The Bible almost goes without saying as the influential book of my life. That being said, below are my Top 5.
- Dao De Jing (Cleary translation; Henricks translation) - this is the one that started it all. I became fascinated with this one when I started seeking. Can't recall when I actually picked this up but pretty sure it was some book of the month club. It seemed 'mystical' and I was already 'facing East' by this time as I had perceived all things Christian as power mongering, manipulative and fearful. God was seen as an abusive task master and the whole 'Jesus saves' thing creeped me out in the worst TBN televangelist stereotyping kind of way.

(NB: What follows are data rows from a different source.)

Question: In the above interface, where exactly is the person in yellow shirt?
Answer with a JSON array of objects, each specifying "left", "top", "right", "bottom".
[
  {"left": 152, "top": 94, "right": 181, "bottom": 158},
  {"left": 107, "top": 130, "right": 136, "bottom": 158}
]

The Cleary version was the version I was reading when I was at a Youth Hostel in Idaho and it all became clear in an instant, just before my peak moment at the top of Yosemite Falls.
- Zen and the Art of Motorcycle Maintenance - this is the book that saved my sanity. I had tried to read it in college because it was one of those books that seems to be a rite of passage. I tried and it didn't sink in. I was more interested in drinking. So while this in some sense pre-dates the Dao De Jing, it was not until years later in the midst of what was becoming a mid-life crisis in my twenties with alcoholism on the doorstep that I picked it up to read it. I literally took two days off of work to finish it. One reading. It didn't fix me; it made me realize that I was not alone.
- Cyclical Time and Ismaili Gnosis - I discovered Henry Corbin through the book Sacred Drift (which enlightened me to the joyous and wild world of ‘heretical’ Islam). This book challenged me and puzzled me and pushed me and frustrated me but it also provided me with an opening to a more ‘mystical’ tradition to be found in Christianity. I always want to see what the author is seeing and without trying to bend it to my beliefs and this book pushed me in ways unfathomable as it introduced an entire universe that was new to me and gave me a 'pro' view of the 'Gnostic' texts of the New Testament. ‘Heretical’? Absolutely. Here was an alternate view to the Incarnation with full embrace of the mystery rather than rejecting it on historical or other grounds. I can’t even begin to tell you how deep this goes. I still revisit this from time to time as I see in Corbin a very 'Eastern' view and have since learned how he was influenced by the Eastern Church, especially Russian authors.
- The Roots Of Christian Mysticism - second only to the Bible in influence, this introduced me to the Church Fathers and literally saved my Christian faith. This book sent me down the path of where I am now and my leanings toward a more 'Eastern' view. Interesting that I was drawn to the Eastern religious traditions yet could never abandon my faith in Christ and here is the meeting of the two. Other than the Bible, this book is the most underlined, rabbit-eared, worn and taped up book I own.
- Mystical Theology Of The Eastern Church - an intellectual sojourn through a tradition foreign to me but one that fit with what I had discovered in reading the Bible. This was a fit; the 'West' view wasn't (and still isn't). It gave concrete language and an intellectual framework around what I had discovered within my own studies and what I found wanting within the ‘western’ tradition in which I was raised.
The books below are up there and a major part of the journey but fell just shy of having the impact the books above have had.
- The Power of Myth - this one may have been in the mix of the two books noted above, can't recall. This was the book that put words to thinking 'mythically' as the literalism with which I was supposed to take the Bible wasn't happening. At first, 'mythically' meant the whole thing was made up, fiction, a myth. I began the quest into the eastern religions as, it seems, is a rite of passage for many who rebel, drawn to the exotic, the opposite, the mystical flavor of things foreign. I outgrew this when I learned, over time, that he was as fundamentalist as any fundie and I realized he missed an entire tradition within Christianity of the 'charismatic' variety.
- Sacred Drift - this one put the 'fun' in fundamentalism as his stories through the world of Islam opened my eyes to the variety contained within it. Anarchy of the religious sort was appealing. Picked this up on a whim at Twice Loved Books in Youngstown. This was my guide of sorts as I began my journey into the world of Islam. It remained a personal favorite until the secrets of the author were revealed via the Web and, true or not, it made me realize that anarchy only goes so far and, taken to its extreme, can be a dangerous weapon that will take us further than we want, or should, go.
- Qur'an - Pickthall translation. My intro to Islam which started on the Beliefnet forum. I would eventually 'graduate' to Muhammad Asad's translation which, unfortunately, appears to be wishful thinking from a convert from the West, no matter how educated. This was a seven year journey that would take me to and through 9/11.
- Theology and the Church - the latest addition. Adding intellectual depth to the Trinity.
- Christ In Eastern Christian Thought - the latest addition to the book and an entirely new path. I had no idea how deep and how long debates about Who Christ is went on and it through this I've gone much deeper into the Eastern Orthodox tradition and it has brought a bright light into my search.